When Thailand devalued its currency two decades ago, few in global commodity markets took note. Within a year, the crisis morphed into an emerging-market rout that eviscerated the price of everything from crude oil to copper. Fast forward to today and Turkey is presenting a similar challenge. The lira plunged to a record low against the dollar this month, taking local stocks and bonds with it. Commodity markets have failed to react, with even gold unmoved by the chaos. Traders are focused more on Iranian sanctions, South American mine strikes and drought damage to crops, all of which point to higher, not lower, raw-material prices.
Now, the lira’s plunge is spreading to other developing economies, with broad currency and equity weakness in markets such as South Africa, India and Indonesia. That pain is coming at a time when those nations were already adjusting to higher borrowing costs after the U.S. Federal Reserve raised interest rates in June, for the seventh time since 2015.
“The problem is that the world is addicted to a super-low interest rate environment,” said Richard Fullarton, the London-based founder of Matilda Capital Management Ltd., a commodity focused hedge fund. “The transition to higher rates will be more painful than expected. We should expect lower rates of growth during a transition phase.”
Add to the mix the trade war between the U.S. and China, and the potential for a significant slowdown in emerging-market growth next year is more substantial. The International Monetary Fund warned in a report last month that “the balance of risks has shifted further to the downside.” Since then, trade wars have intensified, and the currencies of many emerging countries have weakened.
While in previous crises - from the Latin American debt crisis of the 1980s to the Southeast Asian crisis of 1997 - the US could be relied on to be the firefighter, this time it’s been something of a fire starter.

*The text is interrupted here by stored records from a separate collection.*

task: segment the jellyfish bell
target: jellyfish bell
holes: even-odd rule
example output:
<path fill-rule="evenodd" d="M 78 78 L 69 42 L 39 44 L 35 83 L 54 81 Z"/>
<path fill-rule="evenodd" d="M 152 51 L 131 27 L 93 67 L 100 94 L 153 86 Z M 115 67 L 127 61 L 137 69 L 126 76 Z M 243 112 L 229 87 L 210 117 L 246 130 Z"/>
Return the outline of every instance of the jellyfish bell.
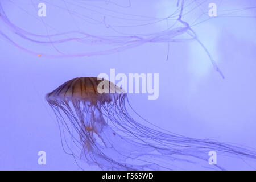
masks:
<path fill-rule="evenodd" d="M 128 154 L 132 148 L 127 149 L 126 152 L 120 151 L 120 148 L 123 150 L 122 146 L 125 144 L 129 146 L 133 142 L 129 143 L 124 141 L 105 122 L 104 115 L 109 114 L 108 112 L 110 111 L 110 108 L 116 109 L 116 105 L 119 104 L 118 101 L 122 102 L 126 94 L 110 81 L 101 80 L 96 77 L 74 78 L 48 93 L 46 98 L 60 121 L 63 146 L 63 143 L 71 142 L 68 146 L 69 151 L 67 153 L 75 158 L 85 158 L 87 162 L 97 164 L 102 169 L 115 168 L 115 165 L 112 163 L 111 165 L 108 165 L 108 163 L 100 164 L 98 160 L 113 160 L 113 156 L 119 157 L 118 160 L 124 159 L 123 155 L 125 153 Z M 106 89 L 104 88 L 106 85 L 109 86 Z M 69 125 L 63 114 L 71 125 Z M 74 131 L 77 132 L 77 136 L 76 136 Z M 71 141 L 67 142 L 67 133 L 69 134 L 69 138 L 71 137 Z M 115 152 L 109 150 L 118 143 L 120 147 L 115 149 Z M 76 147 L 78 148 L 75 148 Z M 81 151 L 80 155 L 77 154 L 77 149 Z M 117 152 L 123 154 L 118 155 L 115 154 Z M 110 159 L 110 156 L 112 158 Z M 117 161 L 115 162 L 118 163 Z M 126 167 L 124 168 L 120 167 L 123 164 L 116 165 L 119 166 L 118 169 L 129 168 L 125 164 L 123 166 Z"/>
<path fill-rule="evenodd" d="M 137 114 L 121 91 L 107 80 L 83 77 L 46 95 L 59 121 L 64 150 L 77 163 L 105 170 L 224 169 L 209 166 L 210 151 L 242 161 L 256 159 L 256 152 L 245 147 L 159 128 Z"/>

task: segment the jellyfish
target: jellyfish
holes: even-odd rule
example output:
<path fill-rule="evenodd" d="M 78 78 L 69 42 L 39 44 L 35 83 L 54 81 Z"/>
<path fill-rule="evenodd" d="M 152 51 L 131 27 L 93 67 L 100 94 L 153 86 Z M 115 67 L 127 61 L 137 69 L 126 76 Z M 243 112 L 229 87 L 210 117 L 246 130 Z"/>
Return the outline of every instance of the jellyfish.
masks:
<path fill-rule="evenodd" d="M 208 164 L 210 151 L 256 159 L 256 152 L 245 147 L 161 129 L 140 116 L 127 95 L 110 81 L 93 77 L 72 79 L 47 94 L 65 152 L 104 170 L 173 170 L 189 165 L 225 169 Z"/>

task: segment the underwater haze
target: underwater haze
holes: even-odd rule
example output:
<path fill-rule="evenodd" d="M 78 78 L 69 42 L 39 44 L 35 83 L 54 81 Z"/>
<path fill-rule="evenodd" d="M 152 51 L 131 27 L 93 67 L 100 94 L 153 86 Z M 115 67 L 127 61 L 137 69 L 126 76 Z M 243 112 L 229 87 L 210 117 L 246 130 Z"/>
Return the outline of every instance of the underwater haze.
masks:
<path fill-rule="evenodd" d="M 0 169 L 255 170 L 255 50 L 253 0 L 1 1 Z"/>

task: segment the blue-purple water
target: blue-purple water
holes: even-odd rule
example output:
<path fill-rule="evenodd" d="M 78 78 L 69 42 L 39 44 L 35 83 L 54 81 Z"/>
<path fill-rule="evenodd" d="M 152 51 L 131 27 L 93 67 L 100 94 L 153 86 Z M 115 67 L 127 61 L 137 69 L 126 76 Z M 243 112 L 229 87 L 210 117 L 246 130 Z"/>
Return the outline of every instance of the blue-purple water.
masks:
<path fill-rule="evenodd" d="M 39 3 L 46 5 L 46 17 L 38 16 Z M 0 169 L 80 169 L 63 150 L 45 96 L 67 81 L 110 75 L 112 68 L 127 75 L 159 73 L 157 99 L 128 96 L 154 125 L 256 151 L 256 2 L 183 3 L 1 1 Z M 210 3 L 216 17 L 208 14 Z M 38 163 L 40 151 L 46 165 Z M 217 164 L 225 169 L 255 169 L 255 159 L 240 157 L 217 151 Z M 201 169 L 175 163 L 179 168 L 172 169 Z"/>

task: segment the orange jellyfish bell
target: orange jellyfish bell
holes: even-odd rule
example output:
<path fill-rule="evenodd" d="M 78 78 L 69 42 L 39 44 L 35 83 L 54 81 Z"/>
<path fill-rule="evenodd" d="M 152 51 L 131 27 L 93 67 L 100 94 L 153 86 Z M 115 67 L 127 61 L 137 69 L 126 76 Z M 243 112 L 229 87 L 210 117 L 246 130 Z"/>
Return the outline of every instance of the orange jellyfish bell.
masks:
<path fill-rule="evenodd" d="M 105 170 L 180 169 L 184 165 L 193 169 L 196 164 L 197 169 L 224 169 L 208 166 L 210 151 L 256 159 L 250 150 L 160 129 L 141 117 L 122 91 L 108 80 L 90 77 L 69 80 L 46 96 L 59 122 L 63 149 L 77 164 Z"/>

On Friday, after slapping new steel and aluminum tariffs on Turkey, President Donald Trump took to Twitter to highlight the trouble in Ankara, saying the lira was sliding “rapidly downward against our very strong Dollar!!”. The currency plunged to a record low.
The Federal Reserve raised rates in June to the highest in a decade and the debt market anticipates further increases this year.
So far, commodity markets appear to have ignored the potential for emerging-market contagion. Where there have been losses, they’ve been more closely tied to other concerns. Copper lost about 15% in two months because of worries that China’s growth will slow, while U.S. soybean prices dropped about 20% over the same period as Washington and Beijing issued reciprocal trade tariffs.
The Bloomberg Commodity Index fell 5% this year, compared with a 31% drop in 1998 and 37% plunge in 2008.
“The risks around Turkey’s economic crisis are not trivial but, at this moment, contagion risks are limited,” said Amrita Sen, chief oil analyst at Energy Aspects Ltd. in London.
Compared with two decades ago, emerging markets now have the potential to wreak far more havoc in commodity markets. Look at oil: the International Energy Agency expects industrialized nations to account for just one-sixth of growth in consumption next year, compared with 50% in 1999. It’s a similar trend in other key commodities, from copper to coal to soybeans.
“For now, we have made no changes to our underlying economic and oil demand assumptions, but we are mindful that demand growth could cool down later this year and into 2019,” the Paris-based IEA warned last week.
Weaker economic growth really shouldn’t be that surprising. The U.S. economy has expanded for nine consecutive years, the second-longest period of growth in the National Bureau of Economic Research’s data going back to the 1850s. Some developing economies such as China haven’t experienced a recession in decades.
Costlier raw materials - the dollar price of crude more than doubled from its low in 2016 - won’t help. In nations such as Turkey, South Africa, India and Indonesia the cost of oil in local currencies is close to or even above the levels reached in 2008, when Brent touched an all-time high in London. Worse, many developing nations reduced or removed energy subsidies over the past five years, leaving consumers fully exposed to international prices.